Os presidentes do Panamá e do Brasil defenderam ontem a neutralidade do Canal do Panamá, que permite a passagem de navios entre os oceanos Atlântico e Pacífico e é o principal hub logístico das Américas. O presidente dos Estados Unidos, Donald Trump, já ameaçou uma ação militar para controlar o canal reclamando das taxas cobradas para o trânsito dos navios e de uma "excessiva influência chinesa".

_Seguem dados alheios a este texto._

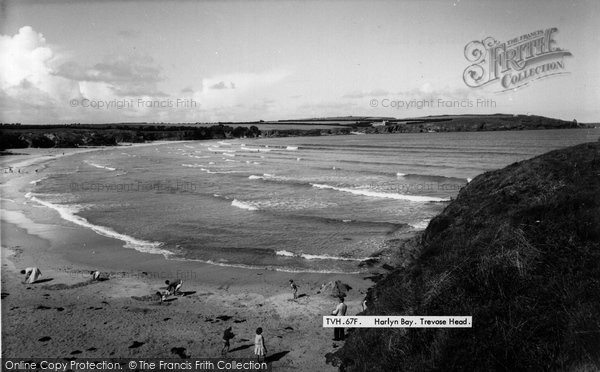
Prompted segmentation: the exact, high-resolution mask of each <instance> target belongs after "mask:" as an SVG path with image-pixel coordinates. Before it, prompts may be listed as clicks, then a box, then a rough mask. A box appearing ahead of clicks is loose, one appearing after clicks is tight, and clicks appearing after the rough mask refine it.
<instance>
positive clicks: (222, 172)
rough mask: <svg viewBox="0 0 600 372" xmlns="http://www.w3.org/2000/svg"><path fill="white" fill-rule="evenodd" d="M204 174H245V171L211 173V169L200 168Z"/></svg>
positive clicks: (227, 171) (211, 172) (235, 171)
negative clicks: (234, 173) (204, 172)
mask: <svg viewBox="0 0 600 372" xmlns="http://www.w3.org/2000/svg"><path fill="white" fill-rule="evenodd" d="M200 170H201V171H202V172H205V173H207V174H230V173H244V171H211V170H210V169H206V168H200Z"/></svg>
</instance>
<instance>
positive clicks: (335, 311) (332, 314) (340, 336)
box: [331, 296, 348, 341]
mask: <svg viewBox="0 0 600 372" xmlns="http://www.w3.org/2000/svg"><path fill="white" fill-rule="evenodd" d="M347 309H348V306H346V304H345V303H344V297H343V296H340V303H339V304H338V305H337V307H336V308H335V310H333V312H332V313H331V314H332V315H335V316H344V315H346V310H347ZM343 340H344V328H334V329H333V341H343Z"/></svg>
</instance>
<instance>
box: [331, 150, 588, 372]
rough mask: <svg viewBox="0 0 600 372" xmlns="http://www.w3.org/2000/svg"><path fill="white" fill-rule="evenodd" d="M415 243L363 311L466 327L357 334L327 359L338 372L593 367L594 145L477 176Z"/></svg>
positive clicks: (545, 154) (404, 246)
mask: <svg viewBox="0 0 600 372" xmlns="http://www.w3.org/2000/svg"><path fill="white" fill-rule="evenodd" d="M414 243H415V244H413V245H411V244H405V245H404V246H403V250H404V251H403V252H402V253H403V254H404V255H407V254H410V253H412V257H411V258H410V259H408V260H407V262H404V263H403V264H399V265H398V267H397V268H396V269H395V270H394V271H392V272H391V273H390V274H389V275H388V276H387V277H386V278H384V279H382V280H381V281H379V282H378V283H377V284H376V285H375V286H374V287H373V288H372V289H370V290H369V292H368V295H367V306H368V308H367V311H366V313H365V315H471V316H473V327H472V328H471V329H401V328H395V329H355V330H353V331H351V333H350V337H349V338H348V340H347V341H346V343H345V345H344V347H343V348H341V349H340V350H339V351H337V352H336V353H335V354H330V355H328V356H327V358H328V360H329V361H330V362H332V363H333V364H334V365H337V366H341V367H342V368H341V370H345V371H492V370H500V371H516V370H529V371H539V370H561V371H562V370H575V371H583V370H598V369H599V368H600V306H599V304H600V142H596V143H587V144H582V145H578V146H574V147H570V148H566V149H561V150H557V151H552V152H549V153H546V154H544V155H541V156H538V157H536V158H533V159H530V160H526V161H522V162H519V163H514V164H512V165H509V166H507V167H506V168H504V169H501V170H496V171H492V172H487V173H484V174H482V175H480V176H478V177H476V178H475V179H474V180H473V181H472V182H470V183H469V184H467V185H466V186H465V187H464V188H463V189H462V190H461V191H460V193H459V194H458V196H457V198H456V199H455V200H454V201H452V202H451V203H450V204H449V205H448V206H447V207H446V208H445V210H444V211H443V212H442V213H441V214H440V215H439V216H437V217H436V218H434V219H433V220H432V221H431V223H430V224H429V226H428V227H427V229H426V230H425V231H424V233H423V235H422V236H421V237H420V238H419V239H417V241H416V242H414ZM407 247H412V251H410V250H409V251H408V252H407V251H406V250H407V249H408V248H407Z"/></svg>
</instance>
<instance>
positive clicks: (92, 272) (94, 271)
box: [90, 271, 110, 282]
mask: <svg viewBox="0 0 600 372" xmlns="http://www.w3.org/2000/svg"><path fill="white" fill-rule="evenodd" d="M90 275H91V276H92V280H97V281H99V282H101V281H104V280H108V279H109V278H110V274H109V273H105V272H102V271H90Z"/></svg>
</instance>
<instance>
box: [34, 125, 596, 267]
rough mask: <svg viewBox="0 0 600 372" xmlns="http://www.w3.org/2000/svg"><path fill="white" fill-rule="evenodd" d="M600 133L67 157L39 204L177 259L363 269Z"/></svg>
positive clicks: (96, 152) (250, 147)
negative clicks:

" O Panamá, por seu canal e seus portos estratégicos, tem convivido com tensão durante anos, mas ela se aprofundou recentemente. Isso não nos apavorou, mas nos mostrou quão importante somos como uma via estratégica mundial, seja para a América do Norte, a América do Sul, a Ásia ou a Europa. O comércio mundial, as importações e exportações ficam mais eficientes quando usam nosso canal, que está à disposição de todos os países " disse o presidente do Panamá, José Raúl Mulino, ao discursar ontem no primeiro dia do Fórum Econômico Internacional América Latina e Caribe, realizado pelo CAF na capital panamenha.
Dirigindo-se aos demais chefes de Estado presentes ao evento, Mulino enfatizou que o Canal do Panamá "não é concorrente de seus países" e "está a serviço de toda a região para um comércio fluido e transparente". No final do discurso, foi enfático:
" O canal do Panamá é e continuará sendo do Panamá.
Em seu discurso, Lula também defendeu a neutralidade do canal.
" A integração em infraestrutura não tem ideologia. Por isso, o Brasil defende a neutralidade do Canal do Panamá, administrado de forma eficiente, segura e não discriminatória há quase três décadas " disse Lula.
Lula e vários dos chefes de Estado que participaram do Fórum do CAF, o Banco de Desenvolvimento da América Latina e Caribe visitaram ontem a Eclusa Cocolí, no Canal do Panamá.
No fim do ano passado, o governo brasileiro enviou para aprovação do Congresso o Protocolo ao Tratado Relativo à Neutralidade Permanente e ao Funcionamento do Canal do Panamá, ratificado por 40 países com o objetivo de assegurar o tratamento neutro e não discriminatório a navios civis e militares de todos os países em trânsito pelo canal.